Pour Micho Marquis-Rose, producteur délégué au développement, nouveaux médias pour LP8 Média, « un producteur qui décide d'écouter les réseaux sociaux […] démontre clairement comment ceux-ci ont une influence importante sur les productions et donc leurs cotes d'écoute. »Il invoque l’exemple de l’émission Les Parent : « Nous avions au début 2013 environ 40 000 fans sur la page Facebook de cette production. Pour stimuler la communauté et augmenter notre portée, nous avons commencé une stratégie sur Facebook en janvier 2013. En quelques mois, sans aucune publication commanditée nous avons maintenant bâti une communauté de plus de 60 000 fans. Une augmentation de 50 % pour le début de notre saison 6. Grâce à cette stratégie, nous rejoignons un nouveau public dans une forte concentration : les 13-17 ans (22,3 %) et les 18-24 ans (28,3 %). » Au-delà de la fidélisation, les réseaux sociaux seraient aussi une nouvelle façon d’aller chercher une clientèle jusqu’ici impossible à joindre, en l’occurrence les jeunes qui délaissent la télévision traditionnelle.
DES RETOMBÉES DIFFÉRENTES
Les avis sont donc partagés, et il ne semble pas y avoir de règle universelle inscrite.
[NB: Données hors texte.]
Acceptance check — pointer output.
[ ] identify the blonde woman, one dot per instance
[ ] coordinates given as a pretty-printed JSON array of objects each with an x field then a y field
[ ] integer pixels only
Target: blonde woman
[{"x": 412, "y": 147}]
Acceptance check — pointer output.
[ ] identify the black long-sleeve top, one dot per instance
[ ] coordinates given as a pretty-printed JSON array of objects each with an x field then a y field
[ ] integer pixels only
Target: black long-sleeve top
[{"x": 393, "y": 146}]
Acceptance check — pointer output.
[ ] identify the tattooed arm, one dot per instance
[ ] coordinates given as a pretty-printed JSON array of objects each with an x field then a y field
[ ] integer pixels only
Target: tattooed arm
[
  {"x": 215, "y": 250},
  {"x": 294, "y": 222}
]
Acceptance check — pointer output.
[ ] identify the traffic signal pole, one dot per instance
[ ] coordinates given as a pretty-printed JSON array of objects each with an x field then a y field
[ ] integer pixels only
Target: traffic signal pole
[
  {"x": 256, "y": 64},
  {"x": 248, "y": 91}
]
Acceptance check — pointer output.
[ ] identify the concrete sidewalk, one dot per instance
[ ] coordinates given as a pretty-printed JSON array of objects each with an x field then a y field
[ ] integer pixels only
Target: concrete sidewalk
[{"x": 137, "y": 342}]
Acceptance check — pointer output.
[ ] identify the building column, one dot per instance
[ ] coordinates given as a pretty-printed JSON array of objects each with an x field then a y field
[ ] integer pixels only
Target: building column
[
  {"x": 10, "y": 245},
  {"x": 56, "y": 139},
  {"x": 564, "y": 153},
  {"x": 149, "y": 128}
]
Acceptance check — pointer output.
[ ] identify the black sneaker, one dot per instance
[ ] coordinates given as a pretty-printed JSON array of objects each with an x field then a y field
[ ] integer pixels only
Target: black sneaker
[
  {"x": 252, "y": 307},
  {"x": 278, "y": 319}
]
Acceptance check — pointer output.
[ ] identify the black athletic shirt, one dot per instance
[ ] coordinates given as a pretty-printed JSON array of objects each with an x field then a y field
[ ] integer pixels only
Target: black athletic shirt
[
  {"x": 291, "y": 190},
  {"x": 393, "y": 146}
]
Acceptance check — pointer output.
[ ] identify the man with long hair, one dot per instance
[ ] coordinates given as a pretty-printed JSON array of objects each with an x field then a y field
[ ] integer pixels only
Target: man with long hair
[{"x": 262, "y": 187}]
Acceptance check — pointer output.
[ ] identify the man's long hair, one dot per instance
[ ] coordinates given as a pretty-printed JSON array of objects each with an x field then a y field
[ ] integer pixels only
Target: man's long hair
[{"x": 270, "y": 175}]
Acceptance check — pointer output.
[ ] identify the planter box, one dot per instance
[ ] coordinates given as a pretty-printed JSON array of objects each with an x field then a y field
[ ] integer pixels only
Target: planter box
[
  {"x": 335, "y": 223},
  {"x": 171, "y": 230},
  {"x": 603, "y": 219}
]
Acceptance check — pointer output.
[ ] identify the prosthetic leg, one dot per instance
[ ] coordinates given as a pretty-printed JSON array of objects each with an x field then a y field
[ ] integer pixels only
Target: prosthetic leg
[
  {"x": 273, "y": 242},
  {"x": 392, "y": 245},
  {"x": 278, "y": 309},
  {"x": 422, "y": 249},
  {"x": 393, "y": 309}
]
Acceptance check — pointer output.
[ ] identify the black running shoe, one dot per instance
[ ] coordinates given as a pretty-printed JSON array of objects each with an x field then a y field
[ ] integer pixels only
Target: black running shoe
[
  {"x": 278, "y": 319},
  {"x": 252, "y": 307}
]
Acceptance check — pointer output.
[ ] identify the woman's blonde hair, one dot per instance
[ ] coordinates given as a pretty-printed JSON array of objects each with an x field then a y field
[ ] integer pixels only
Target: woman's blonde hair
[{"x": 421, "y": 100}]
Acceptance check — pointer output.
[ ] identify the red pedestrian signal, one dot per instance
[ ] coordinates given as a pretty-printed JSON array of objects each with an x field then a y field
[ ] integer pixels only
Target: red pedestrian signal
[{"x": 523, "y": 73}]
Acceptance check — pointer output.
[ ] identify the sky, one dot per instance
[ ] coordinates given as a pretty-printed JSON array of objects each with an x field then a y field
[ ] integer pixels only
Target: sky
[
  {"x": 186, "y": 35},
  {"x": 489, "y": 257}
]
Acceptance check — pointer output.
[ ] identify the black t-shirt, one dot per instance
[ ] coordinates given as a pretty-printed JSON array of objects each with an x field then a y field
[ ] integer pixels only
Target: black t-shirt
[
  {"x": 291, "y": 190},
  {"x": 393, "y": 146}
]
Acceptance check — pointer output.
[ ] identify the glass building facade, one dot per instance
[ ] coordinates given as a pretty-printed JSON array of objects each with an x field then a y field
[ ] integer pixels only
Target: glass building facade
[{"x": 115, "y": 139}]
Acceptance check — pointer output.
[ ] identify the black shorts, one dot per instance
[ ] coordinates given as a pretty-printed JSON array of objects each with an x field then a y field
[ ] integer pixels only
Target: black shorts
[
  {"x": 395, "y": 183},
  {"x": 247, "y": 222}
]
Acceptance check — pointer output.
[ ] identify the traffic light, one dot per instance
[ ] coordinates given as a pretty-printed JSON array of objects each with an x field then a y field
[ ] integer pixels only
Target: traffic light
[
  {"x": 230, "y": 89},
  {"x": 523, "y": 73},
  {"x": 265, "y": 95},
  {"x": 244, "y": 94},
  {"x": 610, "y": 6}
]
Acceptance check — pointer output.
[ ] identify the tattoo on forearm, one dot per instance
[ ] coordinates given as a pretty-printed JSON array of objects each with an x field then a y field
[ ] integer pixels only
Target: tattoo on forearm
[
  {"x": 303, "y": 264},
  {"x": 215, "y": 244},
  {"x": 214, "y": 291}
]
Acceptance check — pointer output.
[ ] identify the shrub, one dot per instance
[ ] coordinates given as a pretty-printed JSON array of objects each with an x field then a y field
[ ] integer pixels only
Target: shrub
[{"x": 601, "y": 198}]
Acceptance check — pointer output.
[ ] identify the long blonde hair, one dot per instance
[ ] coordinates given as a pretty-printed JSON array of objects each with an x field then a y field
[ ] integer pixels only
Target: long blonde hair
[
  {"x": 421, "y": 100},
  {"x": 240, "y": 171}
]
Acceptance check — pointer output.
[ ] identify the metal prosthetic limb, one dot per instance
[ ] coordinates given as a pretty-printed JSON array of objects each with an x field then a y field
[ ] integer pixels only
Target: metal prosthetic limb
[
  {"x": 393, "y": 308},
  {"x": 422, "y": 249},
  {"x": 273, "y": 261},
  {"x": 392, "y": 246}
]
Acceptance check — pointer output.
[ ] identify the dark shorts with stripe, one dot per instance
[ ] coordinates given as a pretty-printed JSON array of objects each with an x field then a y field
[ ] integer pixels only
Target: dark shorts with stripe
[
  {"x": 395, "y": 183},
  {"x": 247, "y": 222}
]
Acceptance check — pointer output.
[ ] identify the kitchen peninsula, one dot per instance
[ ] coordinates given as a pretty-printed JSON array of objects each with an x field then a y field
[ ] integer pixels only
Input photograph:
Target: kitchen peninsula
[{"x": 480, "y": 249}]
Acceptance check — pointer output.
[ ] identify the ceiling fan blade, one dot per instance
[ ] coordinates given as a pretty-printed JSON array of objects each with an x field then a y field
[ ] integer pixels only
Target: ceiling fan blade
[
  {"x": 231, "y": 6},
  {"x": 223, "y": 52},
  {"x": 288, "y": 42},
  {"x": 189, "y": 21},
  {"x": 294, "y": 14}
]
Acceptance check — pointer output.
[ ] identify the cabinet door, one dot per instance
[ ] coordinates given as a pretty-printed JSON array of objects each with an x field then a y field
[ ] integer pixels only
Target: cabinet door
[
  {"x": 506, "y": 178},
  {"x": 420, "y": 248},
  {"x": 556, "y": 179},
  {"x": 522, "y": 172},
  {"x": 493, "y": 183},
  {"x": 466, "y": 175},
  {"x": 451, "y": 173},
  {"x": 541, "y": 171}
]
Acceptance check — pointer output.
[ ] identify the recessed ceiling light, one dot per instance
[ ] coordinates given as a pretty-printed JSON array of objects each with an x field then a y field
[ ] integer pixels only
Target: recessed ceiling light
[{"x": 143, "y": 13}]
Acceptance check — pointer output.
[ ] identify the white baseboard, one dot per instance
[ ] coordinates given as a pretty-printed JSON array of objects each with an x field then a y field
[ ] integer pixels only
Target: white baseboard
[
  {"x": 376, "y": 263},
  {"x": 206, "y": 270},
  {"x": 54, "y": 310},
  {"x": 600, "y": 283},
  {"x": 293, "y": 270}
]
À la lumière des commentaires formulés par des spécialistes de l’industrie, l’influence directe des réseaux sociaux sur l’audimat télévisuel n’est toujours pas démontrée hors de tout doute. Mais, à l’heure où les réseaux de télévision embauchent des « media hackers » (qui sont en fait des gestionnaires de communauté ayant des connaissances en programmation), les productions doivent plus que jamais avoir une présence sociale pour engager un nouveau genre d’échange bidirectionnel avec le téléspectateur et cette présence sociale est vitale aux nouvelles initiatives de développement de futures émissions de télévision. De plus, outre une potentielle influence sur les cotes d’écoute, cette présence sociale favorise la fidélisation et la rétention en plus d’offrir le potentiel de joindre de nouveaux publics et segments de marché.